Еще за занавесом слышна мелодия песни «Развевайся, чубчик кучерявый». Поднимается занавес. Стол возле дома Михаила Платова на целине. У стола поет и играет на гармошке Камарчук. На столе — водка, закуска. Под фонарным столбом сидит на скамейке Платов с письмом в руке. Скрестив руки на груди, стоит вторая жена Платова Ольга.
Камарчук (оторвался от гармошки). Родственник, что ли, объявился, Миша?
Платов. Да вроде...
Камарчук. А ты говорил, родни у тебя нет?
Платов. А кто его знает... Родня, знаешь, какая штука. Нету, а потом объявится... Разыщет.
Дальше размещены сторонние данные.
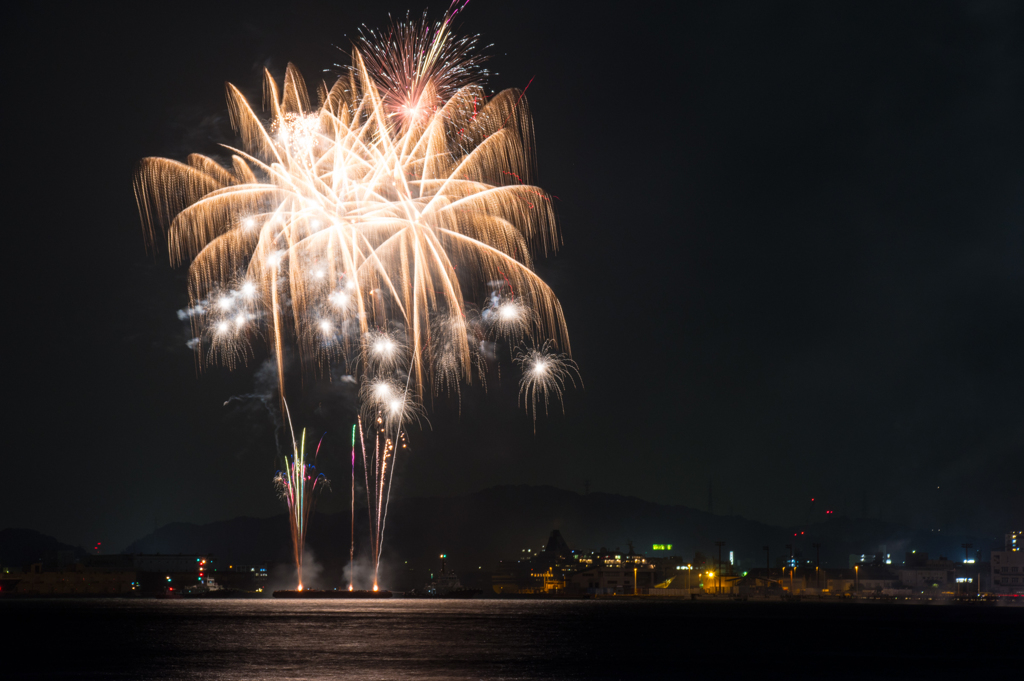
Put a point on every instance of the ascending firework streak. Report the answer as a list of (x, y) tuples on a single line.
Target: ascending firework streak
[(351, 548), (298, 484), (379, 471), (364, 228)]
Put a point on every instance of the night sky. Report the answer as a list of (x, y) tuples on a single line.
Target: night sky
[(793, 262)]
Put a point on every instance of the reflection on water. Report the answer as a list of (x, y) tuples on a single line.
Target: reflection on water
[(496, 639)]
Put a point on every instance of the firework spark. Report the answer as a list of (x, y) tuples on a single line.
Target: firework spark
[(299, 484), (363, 229), (544, 374)]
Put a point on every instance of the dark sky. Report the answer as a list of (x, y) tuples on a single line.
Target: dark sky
[(794, 261)]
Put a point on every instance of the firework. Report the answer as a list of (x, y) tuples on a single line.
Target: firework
[(378, 467), (544, 374), (342, 223), (299, 484), (364, 228)]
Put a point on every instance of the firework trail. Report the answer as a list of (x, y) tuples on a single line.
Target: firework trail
[(299, 484), (351, 548), (363, 229)]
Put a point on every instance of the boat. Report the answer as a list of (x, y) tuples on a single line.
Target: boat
[(330, 593), (446, 585)]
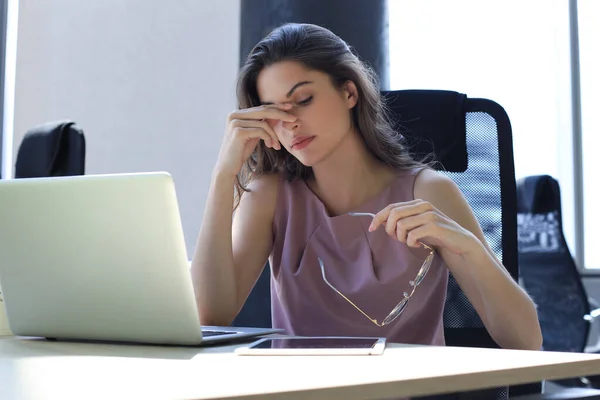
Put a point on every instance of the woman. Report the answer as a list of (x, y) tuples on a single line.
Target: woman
[(352, 226)]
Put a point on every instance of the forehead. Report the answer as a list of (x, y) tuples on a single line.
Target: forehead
[(276, 80)]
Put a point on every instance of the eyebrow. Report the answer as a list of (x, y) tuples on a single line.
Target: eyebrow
[(289, 94)]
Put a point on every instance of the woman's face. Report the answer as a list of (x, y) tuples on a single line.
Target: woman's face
[(322, 111)]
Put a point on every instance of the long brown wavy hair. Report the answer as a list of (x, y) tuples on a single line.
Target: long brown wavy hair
[(321, 50)]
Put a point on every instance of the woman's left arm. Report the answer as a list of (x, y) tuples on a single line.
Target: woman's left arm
[(441, 217)]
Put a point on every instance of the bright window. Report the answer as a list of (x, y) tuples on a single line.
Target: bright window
[(589, 56), (513, 52)]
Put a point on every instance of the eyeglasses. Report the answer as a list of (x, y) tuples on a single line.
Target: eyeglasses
[(396, 311)]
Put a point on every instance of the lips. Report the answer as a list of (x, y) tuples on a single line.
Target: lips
[(301, 141)]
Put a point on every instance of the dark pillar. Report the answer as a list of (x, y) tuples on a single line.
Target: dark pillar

Камарчук. Верно. (Поет «Чубчик». Потом.) Я тебе скажу, сбежал я от родни. Жил на берегу Азовского моря, возле Мелитополя... Хатка была, конечно... Огородик... Но климат, понимаешь, курортный. С мая по сентябрь — родня вся до меня съезжалась. Что за год заработаю — за четыре месяца съедят, как та саранча. У всех отпуск. У школьников каникулы, у студентов каникулы. А тут, как назло, песочек белоснежный под ногами. Гляжу и вижу, из-за этой родни медленно, но верно в люмнена превращаюсь. Никаких накоплений. Каждый приезжает, привезет пол-литра и считает — откупился на полный срок. Оно, конечно, пол-литра тоже стоит, но закуска еще больше, тем более на все лето... И решил я сюда податься, а жена наотрез, у нее принцип, не поеду, говорит... С чего это я от тепла на целину подаваться буду, говорит. (Поднимает к глазам пустую бутылку.)
Платов (Ольге). Есть там у нас еще?
Ольга. Осталась одна бутылка.
Платов. Сообрази.
Ольга подает Камарчуку бутылку.
Камарчук. Мерси, Оленька... (Открывая ножом бутылку.) Я больших опустошений вам не совершу. Просил ваш супруг рюмку разделить.
Ольга. Пейте.
Платов. С тобой теплее, Степа, живется.
Камарчук. Выпьем, что ли, очищенной от всяческих сравнений? Вы, Оленька?
Ольга. Мне не надо. Вам больше достанется.
Платов. Бывай.
Камарчук (пьет). И придумал я на целину. Родня за мной не подастся. Далековато, да и условия мало располагающие для нагула жировых веществ. Сказал своей Настасье — живи сама какой-то срок и извлекай прибыль из временной моей утечки. А сам сюда. Как вам нравится мой фельетончик, Оленька?